Oregon State plus-13.5 vs. TCU in Arlington, Texas. Oregon State's recent history of slow starts makes it hard for me to pick the Beavers to beat TCU outright, but I can't believe they're two-touchdown underdogs. The Rodgers brothers will play well enough in their return to their home state to keep this game much closer than the spread, even if TCU ultimately prevails.

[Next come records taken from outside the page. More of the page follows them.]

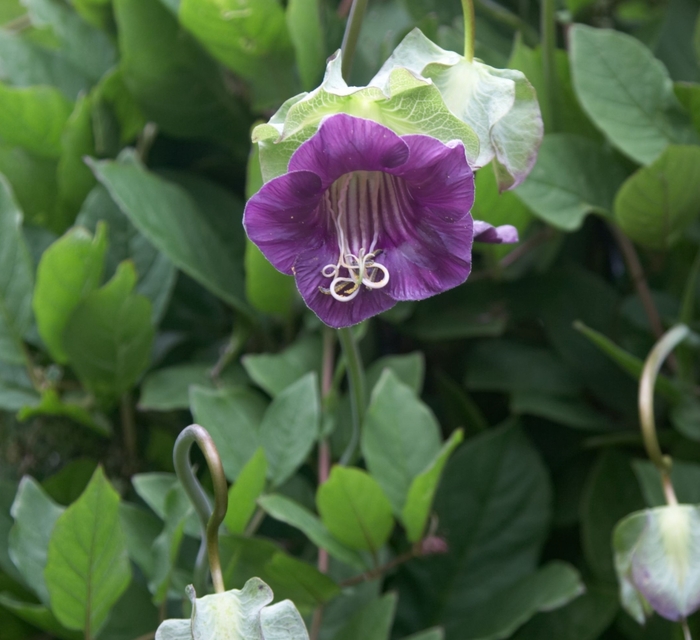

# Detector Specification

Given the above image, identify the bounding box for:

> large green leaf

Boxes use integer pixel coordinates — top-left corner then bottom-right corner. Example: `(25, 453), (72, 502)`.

(316, 466), (394, 554)
(362, 370), (441, 514)
(0, 174), (34, 364)
(93, 156), (247, 310)
(570, 25), (697, 164)
(178, 0), (296, 109)
(33, 225), (107, 363)
(260, 372), (321, 486)
(190, 386), (265, 481)
(0, 83), (73, 158)
(9, 476), (65, 606)
(615, 145), (700, 249)
(400, 426), (551, 640)
(44, 467), (131, 638)
(76, 185), (176, 323)
(517, 134), (625, 231)
(114, 0), (250, 147)
(63, 262), (155, 399)
(258, 494), (366, 571)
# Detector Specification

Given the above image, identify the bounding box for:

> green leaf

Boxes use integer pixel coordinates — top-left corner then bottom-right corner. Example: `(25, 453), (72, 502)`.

(178, 0), (295, 110)
(316, 467), (394, 553)
(615, 146), (700, 250)
(517, 134), (625, 231)
(362, 370), (441, 515)
(44, 467), (131, 638)
(467, 561), (585, 640)
(334, 593), (396, 640)
(570, 25), (697, 164)
(51, 96), (95, 233)
(63, 262), (155, 400)
(632, 460), (700, 507)
(241, 336), (321, 398)
(401, 429), (464, 542)
(190, 386), (265, 481)
(9, 476), (65, 606)
(258, 494), (367, 571)
(76, 185), (178, 324)
(513, 586), (619, 640)
(365, 351), (425, 394)
(224, 447), (267, 533)
(260, 372), (321, 487)
(114, 0), (250, 146)
(92, 155), (247, 311)
(372, 29), (542, 191)
(156, 578), (309, 640)
(406, 426), (551, 638)
(33, 225), (107, 363)
(139, 360), (248, 411)
(287, 0), (326, 91)
(17, 389), (112, 436)
(0, 174), (34, 364)
(581, 449), (643, 583)
(24, 0), (117, 82)
(0, 83), (73, 158)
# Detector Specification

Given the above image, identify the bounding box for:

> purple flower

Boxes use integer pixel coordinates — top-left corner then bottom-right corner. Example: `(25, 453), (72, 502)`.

(243, 114), (518, 328)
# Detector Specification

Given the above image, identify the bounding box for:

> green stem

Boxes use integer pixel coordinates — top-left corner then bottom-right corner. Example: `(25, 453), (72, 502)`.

(338, 328), (367, 465)
(173, 424), (228, 594)
(639, 324), (690, 504)
(462, 0), (474, 62)
(541, 0), (558, 133)
(340, 0), (368, 81)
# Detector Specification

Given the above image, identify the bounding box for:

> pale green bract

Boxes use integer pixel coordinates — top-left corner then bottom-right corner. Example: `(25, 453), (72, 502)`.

(155, 578), (309, 640)
(613, 504), (700, 624)
(370, 29), (543, 191)
(253, 53), (482, 182)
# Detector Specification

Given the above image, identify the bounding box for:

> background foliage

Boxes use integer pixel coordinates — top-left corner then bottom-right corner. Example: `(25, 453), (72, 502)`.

(0, 0), (700, 640)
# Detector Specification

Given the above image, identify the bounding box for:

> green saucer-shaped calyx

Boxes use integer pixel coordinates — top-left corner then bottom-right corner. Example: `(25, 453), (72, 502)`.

(156, 578), (309, 640)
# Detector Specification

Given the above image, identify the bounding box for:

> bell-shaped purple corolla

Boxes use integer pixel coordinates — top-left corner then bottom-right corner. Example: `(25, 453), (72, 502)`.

(243, 114), (518, 328)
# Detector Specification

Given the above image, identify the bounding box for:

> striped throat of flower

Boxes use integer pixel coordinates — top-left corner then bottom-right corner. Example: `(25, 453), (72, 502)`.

(319, 171), (410, 302)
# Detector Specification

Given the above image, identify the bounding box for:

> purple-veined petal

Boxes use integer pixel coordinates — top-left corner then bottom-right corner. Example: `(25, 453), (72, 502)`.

(474, 220), (518, 244)
(294, 245), (396, 329)
(243, 171), (326, 275)
(289, 113), (409, 189)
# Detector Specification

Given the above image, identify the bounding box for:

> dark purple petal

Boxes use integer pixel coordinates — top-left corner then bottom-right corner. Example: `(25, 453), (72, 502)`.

(474, 220), (518, 244)
(289, 113), (409, 189)
(294, 245), (396, 329)
(243, 171), (325, 275)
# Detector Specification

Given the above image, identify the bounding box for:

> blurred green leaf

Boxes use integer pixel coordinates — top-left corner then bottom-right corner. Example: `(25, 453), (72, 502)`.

(581, 449), (644, 583)
(224, 447), (267, 533)
(362, 370), (441, 515)
(334, 593), (396, 640)
(92, 155), (247, 312)
(316, 466), (394, 554)
(190, 386), (269, 481)
(287, 0), (326, 91)
(516, 134), (625, 231)
(8, 476), (65, 606)
(33, 225), (107, 363)
(260, 372), (321, 487)
(258, 494), (367, 571)
(114, 0), (250, 148)
(570, 25), (697, 164)
(44, 467), (131, 637)
(241, 336), (321, 398)
(401, 429), (464, 542)
(178, 0), (297, 110)
(0, 174), (34, 364)
(615, 146), (700, 249)
(63, 261), (154, 400)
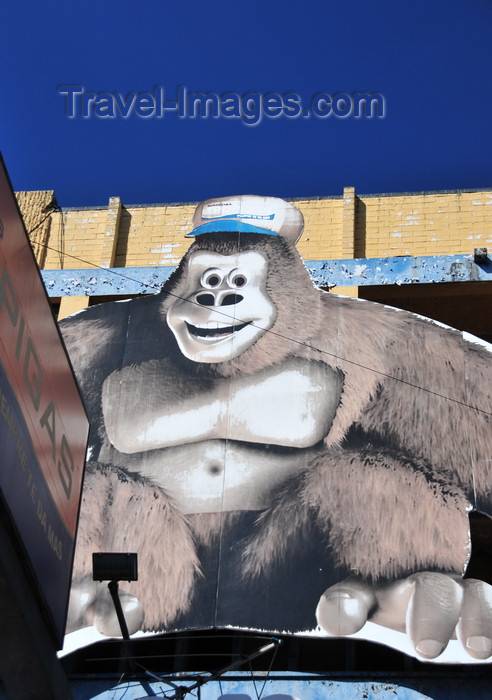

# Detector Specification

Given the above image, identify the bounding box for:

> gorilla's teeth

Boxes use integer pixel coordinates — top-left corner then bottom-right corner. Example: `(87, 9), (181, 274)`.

(186, 323), (249, 339)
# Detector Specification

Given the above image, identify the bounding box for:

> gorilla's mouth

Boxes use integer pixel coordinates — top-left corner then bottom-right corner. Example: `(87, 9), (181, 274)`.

(185, 321), (251, 340)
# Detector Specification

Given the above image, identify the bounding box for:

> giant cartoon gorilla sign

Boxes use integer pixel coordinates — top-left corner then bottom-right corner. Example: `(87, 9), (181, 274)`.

(62, 196), (492, 661)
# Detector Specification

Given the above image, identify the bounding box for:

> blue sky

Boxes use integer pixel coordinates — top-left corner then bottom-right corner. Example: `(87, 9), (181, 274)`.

(0, 0), (492, 206)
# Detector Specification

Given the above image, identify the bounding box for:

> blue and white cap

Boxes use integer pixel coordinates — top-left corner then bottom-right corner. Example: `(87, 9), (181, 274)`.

(186, 194), (304, 243)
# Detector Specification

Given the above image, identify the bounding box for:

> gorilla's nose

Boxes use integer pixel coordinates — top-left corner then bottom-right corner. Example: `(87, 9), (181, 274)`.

(196, 292), (243, 306)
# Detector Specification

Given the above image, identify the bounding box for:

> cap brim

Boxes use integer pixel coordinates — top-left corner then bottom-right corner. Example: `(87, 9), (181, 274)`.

(185, 219), (279, 238)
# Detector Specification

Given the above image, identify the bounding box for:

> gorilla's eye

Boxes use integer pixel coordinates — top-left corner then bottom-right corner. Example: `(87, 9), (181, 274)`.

(227, 269), (248, 289)
(201, 267), (223, 289)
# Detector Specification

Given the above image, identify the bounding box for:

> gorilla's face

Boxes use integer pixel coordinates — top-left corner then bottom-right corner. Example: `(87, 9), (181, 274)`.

(167, 250), (277, 363)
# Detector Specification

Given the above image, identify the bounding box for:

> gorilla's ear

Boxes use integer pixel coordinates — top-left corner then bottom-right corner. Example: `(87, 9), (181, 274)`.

(463, 510), (492, 585)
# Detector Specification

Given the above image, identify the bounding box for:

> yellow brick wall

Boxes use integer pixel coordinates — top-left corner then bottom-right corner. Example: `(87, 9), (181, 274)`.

(358, 191), (492, 258)
(24, 188), (492, 269)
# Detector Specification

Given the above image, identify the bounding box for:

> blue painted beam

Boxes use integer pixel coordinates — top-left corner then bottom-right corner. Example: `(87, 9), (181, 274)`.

(41, 255), (492, 297)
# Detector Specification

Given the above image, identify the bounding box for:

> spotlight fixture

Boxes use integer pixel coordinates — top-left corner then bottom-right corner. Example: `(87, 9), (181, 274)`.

(473, 248), (489, 264)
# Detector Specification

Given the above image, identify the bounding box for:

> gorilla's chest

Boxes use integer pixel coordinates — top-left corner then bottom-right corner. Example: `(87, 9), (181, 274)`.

(99, 358), (342, 512)
(102, 358), (342, 454)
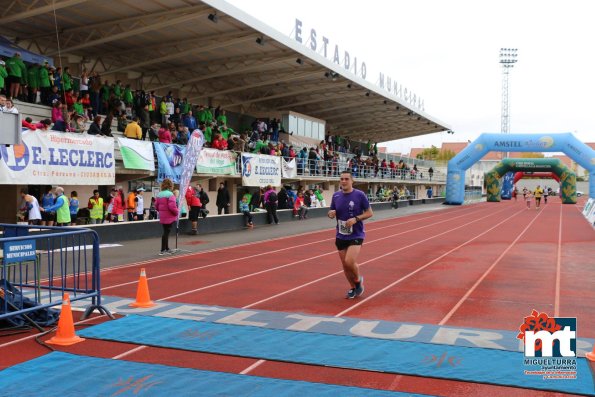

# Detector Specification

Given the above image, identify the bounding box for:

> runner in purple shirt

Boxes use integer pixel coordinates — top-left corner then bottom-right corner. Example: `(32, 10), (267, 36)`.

(328, 171), (374, 299)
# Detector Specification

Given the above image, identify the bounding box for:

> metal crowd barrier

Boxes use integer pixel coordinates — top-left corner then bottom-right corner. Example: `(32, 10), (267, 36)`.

(0, 224), (113, 320)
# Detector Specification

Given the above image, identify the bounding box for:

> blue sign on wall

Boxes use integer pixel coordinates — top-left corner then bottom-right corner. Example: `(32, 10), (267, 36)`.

(3, 240), (37, 264)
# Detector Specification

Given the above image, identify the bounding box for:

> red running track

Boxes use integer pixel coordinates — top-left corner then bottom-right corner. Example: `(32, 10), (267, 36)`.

(0, 200), (595, 396)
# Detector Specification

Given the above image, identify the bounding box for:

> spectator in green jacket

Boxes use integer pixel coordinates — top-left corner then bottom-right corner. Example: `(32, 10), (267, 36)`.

(62, 66), (72, 91)
(27, 63), (39, 103)
(6, 52), (27, 98)
(38, 61), (52, 105)
(0, 60), (8, 92)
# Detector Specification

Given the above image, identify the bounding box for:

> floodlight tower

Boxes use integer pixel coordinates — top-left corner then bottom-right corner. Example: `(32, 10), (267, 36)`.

(500, 48), (518, 138)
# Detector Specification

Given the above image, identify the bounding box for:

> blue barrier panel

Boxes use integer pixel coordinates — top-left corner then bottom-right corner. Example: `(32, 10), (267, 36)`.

(0, 224), (113, 320)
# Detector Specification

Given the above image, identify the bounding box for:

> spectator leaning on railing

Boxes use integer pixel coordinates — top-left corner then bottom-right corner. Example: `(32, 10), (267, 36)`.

(124, 116), (143, 139)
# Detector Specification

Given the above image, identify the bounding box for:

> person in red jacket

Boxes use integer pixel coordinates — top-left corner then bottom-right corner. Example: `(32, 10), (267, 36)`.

(185, 186), (202, 234)
(155, 178), (179, 255)
(111, 186), (124, 222)
(211, 134), (227, 150)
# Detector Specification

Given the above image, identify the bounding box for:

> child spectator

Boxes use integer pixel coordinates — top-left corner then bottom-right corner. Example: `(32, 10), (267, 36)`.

(240, 197), (254, 227)
(293, 192), (308, 220)
(68, 190), (79, 226)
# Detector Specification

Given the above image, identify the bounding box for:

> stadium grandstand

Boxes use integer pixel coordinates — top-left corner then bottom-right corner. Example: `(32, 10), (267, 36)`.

(0, 0), (449, 226)
(0, 0), (595, 397)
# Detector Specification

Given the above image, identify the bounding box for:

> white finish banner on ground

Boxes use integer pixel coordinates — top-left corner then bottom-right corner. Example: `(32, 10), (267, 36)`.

(242, 153), (281, 186)
(118, 138), (155, 171)
(196, 148), (236, 175)
(0, 130), (116, 185)
(281, 158), (297, 178)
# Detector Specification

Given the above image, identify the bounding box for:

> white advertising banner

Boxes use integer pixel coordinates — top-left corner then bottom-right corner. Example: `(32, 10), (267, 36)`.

(118, 138), (155, 171)
(281, 158), (297, 178)
(242, 153), (281, 186)
(196, 148), (236, 175)
(0, 130), (116, 185)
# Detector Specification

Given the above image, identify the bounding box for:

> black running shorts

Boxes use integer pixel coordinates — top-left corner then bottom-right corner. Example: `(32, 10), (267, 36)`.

(335, 238), (364, 251)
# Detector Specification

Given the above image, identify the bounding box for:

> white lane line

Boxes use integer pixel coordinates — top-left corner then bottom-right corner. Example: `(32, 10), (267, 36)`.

(242, 208), (508, 310)
(112, 345), (147, 360)
(438, 206), (543, 325)
(240, 204), (522, 372)
(156, 206), (486, 301)
(554, 205), (562, 317)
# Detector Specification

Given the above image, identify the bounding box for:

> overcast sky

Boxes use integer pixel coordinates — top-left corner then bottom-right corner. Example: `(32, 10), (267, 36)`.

(228, 0), (595, 153)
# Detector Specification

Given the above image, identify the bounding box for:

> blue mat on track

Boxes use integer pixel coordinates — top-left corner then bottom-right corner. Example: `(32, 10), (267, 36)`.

(80, 315), (595, 396)
(0, 352), (430, 397)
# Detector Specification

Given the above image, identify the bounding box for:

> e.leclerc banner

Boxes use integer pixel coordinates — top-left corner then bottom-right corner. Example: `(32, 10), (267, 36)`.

(242, 153), (281, 186)
(178, 129), (205, 222)
(0, 130), (116, 185)
(118, 138), (155, 171)
(196, 148), (236, 175)
(153, 142), (186, 183)
(281, 157), (297, 178)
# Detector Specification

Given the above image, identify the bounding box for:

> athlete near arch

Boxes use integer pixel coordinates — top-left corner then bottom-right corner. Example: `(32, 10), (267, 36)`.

(328, 171), (374, 299)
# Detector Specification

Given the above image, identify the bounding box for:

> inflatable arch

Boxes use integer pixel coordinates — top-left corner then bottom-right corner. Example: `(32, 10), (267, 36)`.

(445, 133), (595, 204)
(485, 158), (576, 204)
(512, 171), (560, 185)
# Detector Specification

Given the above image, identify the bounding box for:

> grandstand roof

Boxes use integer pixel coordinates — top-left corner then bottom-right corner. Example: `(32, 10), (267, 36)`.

(0, 0), (449, 142)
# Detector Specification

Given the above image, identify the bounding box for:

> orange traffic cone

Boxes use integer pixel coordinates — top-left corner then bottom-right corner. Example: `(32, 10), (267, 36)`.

(45, 293), (85, 346)
(128, 268), (155, 307)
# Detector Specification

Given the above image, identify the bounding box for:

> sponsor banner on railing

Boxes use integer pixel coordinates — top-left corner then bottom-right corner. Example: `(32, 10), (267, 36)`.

(0, 131), (116, 185)
(242, 153), (281, 186)
(176, 129), (205, 223)
(118, 138), (155, 171)
(281, 158), (297, 178)
(196, 148), (236, 175)
(153, 142), (186, 183)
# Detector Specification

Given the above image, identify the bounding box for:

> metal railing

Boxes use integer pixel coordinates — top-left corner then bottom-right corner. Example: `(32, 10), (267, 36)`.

(0, 224), (112, 320)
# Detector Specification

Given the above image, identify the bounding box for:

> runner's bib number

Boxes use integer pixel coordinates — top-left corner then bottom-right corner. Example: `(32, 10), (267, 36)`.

(339, 220), (353, 235)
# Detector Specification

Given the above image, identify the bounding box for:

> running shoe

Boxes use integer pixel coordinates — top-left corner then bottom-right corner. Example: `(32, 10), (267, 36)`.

(355, 276), (364, 296)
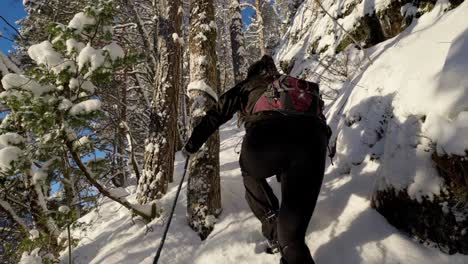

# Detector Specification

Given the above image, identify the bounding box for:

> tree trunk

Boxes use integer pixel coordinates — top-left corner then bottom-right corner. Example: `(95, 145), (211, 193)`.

(229, 0), (247, 84)
(255, 0), (267, 56)
(187, 0), (221, 240)
(137, 0), (182, 203)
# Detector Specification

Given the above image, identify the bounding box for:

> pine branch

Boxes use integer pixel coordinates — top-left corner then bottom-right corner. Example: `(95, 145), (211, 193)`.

(65, 140), (156, 221)
(0, 16), (24, 39)
(315, 0), (373, 64)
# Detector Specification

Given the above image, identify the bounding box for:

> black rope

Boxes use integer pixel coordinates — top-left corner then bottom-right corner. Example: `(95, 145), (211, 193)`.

(153, 157), (189, 264)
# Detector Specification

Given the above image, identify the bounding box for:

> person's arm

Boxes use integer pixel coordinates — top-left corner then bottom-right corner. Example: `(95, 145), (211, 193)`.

(184, 83), (242, 154)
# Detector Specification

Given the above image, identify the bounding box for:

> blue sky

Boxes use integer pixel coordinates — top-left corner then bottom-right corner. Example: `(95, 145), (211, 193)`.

(0, 0), (26, 53)
(0, 0), (255, 54)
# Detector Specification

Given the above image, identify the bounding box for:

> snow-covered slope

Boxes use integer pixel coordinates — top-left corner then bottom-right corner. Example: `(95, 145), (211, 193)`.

(63, 1), (468, 264)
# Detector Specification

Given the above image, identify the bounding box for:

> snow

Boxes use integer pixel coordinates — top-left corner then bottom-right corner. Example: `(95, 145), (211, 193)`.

(0, 132), (26, 146)
(0, 146), (23, 171)
(28, 40), (75, 74)
(2, 73), (55, 96)
(0, 51), (21, 76)
(68, 12), (96, 33)
(65, 38), (86, 55)
(61, 119), (468, 264)
(29, 229), (39, 240)
(58, 98), (73, 111)
(18, 248), (42, 264)
(187, 80), (218, 101)
(277, 1), (468, 201)
(102, 41), (125, 61)
(70, 99), (101, 116)
(59, 205), (70, 214)
(76, 43), (105, 78)
(109, 187), (130, 198)
(55, 0), (468, 264)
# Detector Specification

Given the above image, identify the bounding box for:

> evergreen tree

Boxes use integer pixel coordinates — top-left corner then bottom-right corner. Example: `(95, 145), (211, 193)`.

(187, 0), (221, 240)
(138, 0), (183, 203)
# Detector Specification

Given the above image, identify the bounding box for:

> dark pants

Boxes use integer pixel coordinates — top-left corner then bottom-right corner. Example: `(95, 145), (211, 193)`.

(240, 119), (327, 264)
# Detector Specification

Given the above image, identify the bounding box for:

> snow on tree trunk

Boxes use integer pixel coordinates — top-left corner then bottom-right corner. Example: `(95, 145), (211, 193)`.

(229, 0), (247, 83)
(187, 0), (221, 240)
(255, 0), (267, 56)
(138, 0), (183, 203)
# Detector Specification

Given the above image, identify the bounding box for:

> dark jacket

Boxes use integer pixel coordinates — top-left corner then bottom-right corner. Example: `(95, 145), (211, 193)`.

(185, 76), (326, 153)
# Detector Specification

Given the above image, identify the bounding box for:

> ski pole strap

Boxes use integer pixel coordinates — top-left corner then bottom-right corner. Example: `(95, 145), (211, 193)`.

(153, 157), (190, 264)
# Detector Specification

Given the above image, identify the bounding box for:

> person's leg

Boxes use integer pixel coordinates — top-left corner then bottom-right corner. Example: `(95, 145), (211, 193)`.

(243, 172), (279, 241)
(278, 140), (326, 264)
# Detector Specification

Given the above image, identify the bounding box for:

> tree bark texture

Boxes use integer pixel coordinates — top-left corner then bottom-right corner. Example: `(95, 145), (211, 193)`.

(229, 0), (247, 84)
(187, 0), (221, 240)
(137, 0), (182, 204)
(255, 0), (267, 56)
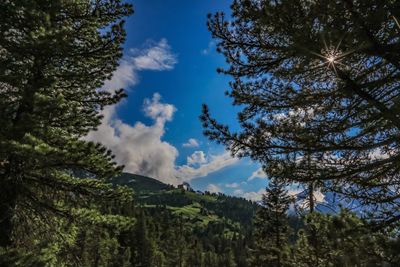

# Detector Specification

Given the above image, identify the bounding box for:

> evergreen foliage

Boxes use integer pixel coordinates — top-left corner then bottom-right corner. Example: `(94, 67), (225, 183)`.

(0, 0), (132, 261)
(251, 179), (292, 267)
(202, 0), (400, 225)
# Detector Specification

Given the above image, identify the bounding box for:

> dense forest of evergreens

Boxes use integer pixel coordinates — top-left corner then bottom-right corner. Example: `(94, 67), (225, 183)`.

(0, 0), (400, 267)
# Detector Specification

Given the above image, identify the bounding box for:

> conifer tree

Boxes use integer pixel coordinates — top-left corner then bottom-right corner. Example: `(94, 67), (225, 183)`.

(251, 179), (292, 267)
(202, 0), (400, 224)
(0, 0), (132, 251)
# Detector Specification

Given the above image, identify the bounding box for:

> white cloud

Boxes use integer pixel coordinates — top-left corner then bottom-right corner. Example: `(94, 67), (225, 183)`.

(88, 94), (178, 184)
(182, 138), (200, 150)
(247, 168), (268, 181)
(243, 189), (265, 201)
(225, 183), (239, 188)
(233, 189), (265, 201)
(131, 39), (178, 71)
(233, 189), (244, 196)
(85, 39), (236, 185)
(187, 151), (207, 165)
(177, 152), (238, 180)
(206, 184), (221, 193)
(143, 93), (176, 123)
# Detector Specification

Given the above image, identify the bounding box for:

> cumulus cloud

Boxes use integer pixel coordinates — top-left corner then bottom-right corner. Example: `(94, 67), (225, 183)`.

(177, 151), (238, 180)
(247, 168), (268, 181)
(182, 138), (200, 150)
(85, 39), (236, 185)
(206, 184), (221, 193)
(242, 189), (265, 201)
(187, 151), (207, 165)
(233, 189), (265, 202)
(88, 94), (178, 184)
(225, 183), (239, 188)
(233, 189), (244, 196)
(131, 39), (178, 71)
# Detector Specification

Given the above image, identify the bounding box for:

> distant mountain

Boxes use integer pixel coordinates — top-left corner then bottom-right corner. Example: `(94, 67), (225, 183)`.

(113, 173), (171, 194)
(113, 173), (257, 227)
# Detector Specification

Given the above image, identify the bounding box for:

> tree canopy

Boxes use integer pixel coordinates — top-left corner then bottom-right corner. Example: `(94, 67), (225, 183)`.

(202, 0), (400, 224)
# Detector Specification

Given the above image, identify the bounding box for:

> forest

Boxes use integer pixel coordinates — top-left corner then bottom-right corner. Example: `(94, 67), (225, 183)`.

(0, 0), (400, 267)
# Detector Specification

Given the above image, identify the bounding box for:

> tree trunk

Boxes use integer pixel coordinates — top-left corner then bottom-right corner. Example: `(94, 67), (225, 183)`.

(0, 179), (17, 247)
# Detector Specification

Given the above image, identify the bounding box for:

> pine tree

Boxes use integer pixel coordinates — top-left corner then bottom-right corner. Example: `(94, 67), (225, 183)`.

(133, 210), (154, 267)
(202, 0), (400, 224)
(0, 0), (132, 251)
(251, 179), (292, 267)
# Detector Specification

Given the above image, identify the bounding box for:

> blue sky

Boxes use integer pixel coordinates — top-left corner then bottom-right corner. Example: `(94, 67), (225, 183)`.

(88, 0), (267, 199)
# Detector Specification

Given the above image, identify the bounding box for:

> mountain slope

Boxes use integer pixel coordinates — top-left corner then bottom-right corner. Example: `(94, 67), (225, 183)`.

(114, 173), (257, 227)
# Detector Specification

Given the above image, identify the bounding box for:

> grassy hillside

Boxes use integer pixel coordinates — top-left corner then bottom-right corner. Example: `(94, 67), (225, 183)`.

(111, 173), (257, 227)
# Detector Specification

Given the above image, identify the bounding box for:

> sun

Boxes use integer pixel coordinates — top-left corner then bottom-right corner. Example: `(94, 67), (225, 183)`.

(326, 56), (336, 64)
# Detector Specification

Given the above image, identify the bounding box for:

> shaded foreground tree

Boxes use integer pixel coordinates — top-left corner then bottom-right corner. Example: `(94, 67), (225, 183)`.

(201, 0), (400, 225)
(0, 0), (132, 253)
(251, 179), (293, 267)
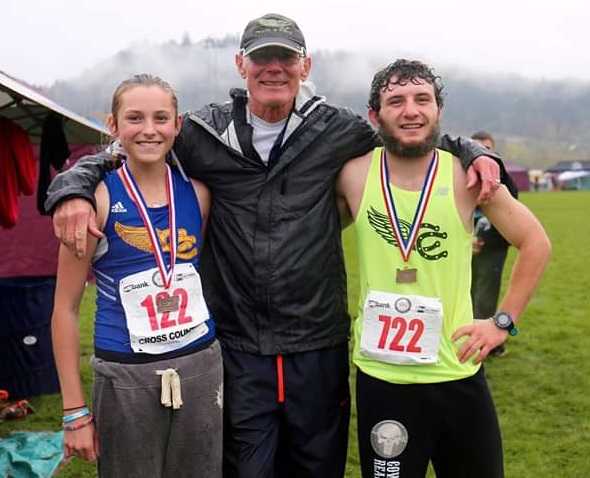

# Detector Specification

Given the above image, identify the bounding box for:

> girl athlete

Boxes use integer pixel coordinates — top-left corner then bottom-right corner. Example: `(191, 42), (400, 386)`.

(52, 75), (223, 478)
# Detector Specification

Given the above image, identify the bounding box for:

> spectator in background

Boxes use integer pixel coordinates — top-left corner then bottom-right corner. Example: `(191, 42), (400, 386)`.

(471, 131), (518, 357)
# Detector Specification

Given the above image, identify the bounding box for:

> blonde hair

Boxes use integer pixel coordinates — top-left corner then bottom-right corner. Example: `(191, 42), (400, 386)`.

(111, 73), (178, 122)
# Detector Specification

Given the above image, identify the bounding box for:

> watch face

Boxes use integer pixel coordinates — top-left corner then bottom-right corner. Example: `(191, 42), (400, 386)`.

(496, 314), (512, 329)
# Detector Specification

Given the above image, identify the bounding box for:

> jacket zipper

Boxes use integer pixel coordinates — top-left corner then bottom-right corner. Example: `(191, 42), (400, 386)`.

(277, 354), (285, 403)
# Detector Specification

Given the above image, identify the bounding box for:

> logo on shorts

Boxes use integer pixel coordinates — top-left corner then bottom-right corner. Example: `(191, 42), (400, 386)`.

(371, 420), (408, 458)
(393, 297), (412, 314)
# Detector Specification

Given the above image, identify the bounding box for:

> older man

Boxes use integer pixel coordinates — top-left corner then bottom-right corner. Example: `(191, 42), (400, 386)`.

(48, 14), (508, 478)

Michigan's pass defense. The Wolverines were vulnerable against the pass last seasons -- and that was with CBs Donovan Warren and Troy Woolfolk and DE Brandon Graham. Without them, how effective will Michigan's be against the pass? If the Wolverines have issues Saturday against Connecticut, which isn't a great passing team, that's a bad omen for when they face opponents that are adept in the passing game.
- OLIN BUCHANAN
Notre Dame's defense. Has it improved under new coach Brian Kelly? Purdue's multi-dimensional offense will be a good test for an Irish defense that must get tougher. Last season, the unit ranked No. 86 in the nation (397.8 ypg). The rush defense was especially porous, yielding 170.3 yards per game to rank 89th in the nation. Kelly has installed a 3-4 scheme in hopes of being able to give multiple looks up front. If ND can't control a Purdue ground game that lacks a proven running back, it may be long season in South Bend.
- TOM DIENHART
Connecticut's linebackers against Michigan's spread option. Without much fanfare, Connecticut supplied one of the biggest surprises of the first week when Greg Lloyd was listed as the first-string middle linebacker on the depth chart for the game at Michigan. Earlier this month, coach Randy Edsall said it seemed likely Lloyd -- who supposedly had been moved to end -- would have redshirt because he wasn't ready after suffering a torn ACL and a torn MCL late last season. Even without Lloyd, Connecticut probably had the best group of linebackers in the Big East with Scott Lutrus and Lawrence Wilson. If Lloyd is healthy and effective, this will be one of the best linebacker units in the country. How will those linebackers fare Saturday at The Big House?
- DAVID FOX
Virginia Tech's front seven. The Hokies were surprisingly soft against the run last season, ranking 40th nationally in run defense. Only two starters return in the front seven, and one of those -- rising star LB Barquell Rivers -- is expected to miss Monday night's game against Boise State. In addition, the Hokies have no proven pass rusher and have two new starting ends; the lack of a consistent pass rush is a potential fatal flaw against ultra-accurate Broncos QB Kellen Moore. The Hokies' front seven needs to come up big in at least one area Monday, either against the run or on the pass rush.
- MIKE HUGUENIN
BYU's quarterback situation. BYU has won at least 10 games for four consecutive seasons in large part because of solid quarterback performances from John Beck and Max Hall. The Cougars enter this season with much less certainty at the position. Coach Bronco Mendenhall has said Utah State transfer Riley Nelson and highly touted true freshman Jake Heaps will share time Saturday against Washington, but it's hard to imagine the Cougars going all season with a two-quarterback system. You'd have to think one of these candidates will step forward and win the job outright. This week should offer our first clues as to whether Nelson or Heaps is ready to take command of the competition. If neither quarterback separates himself, BYU could have a tough time reaching a double-digit win total for a fifth consecutive season.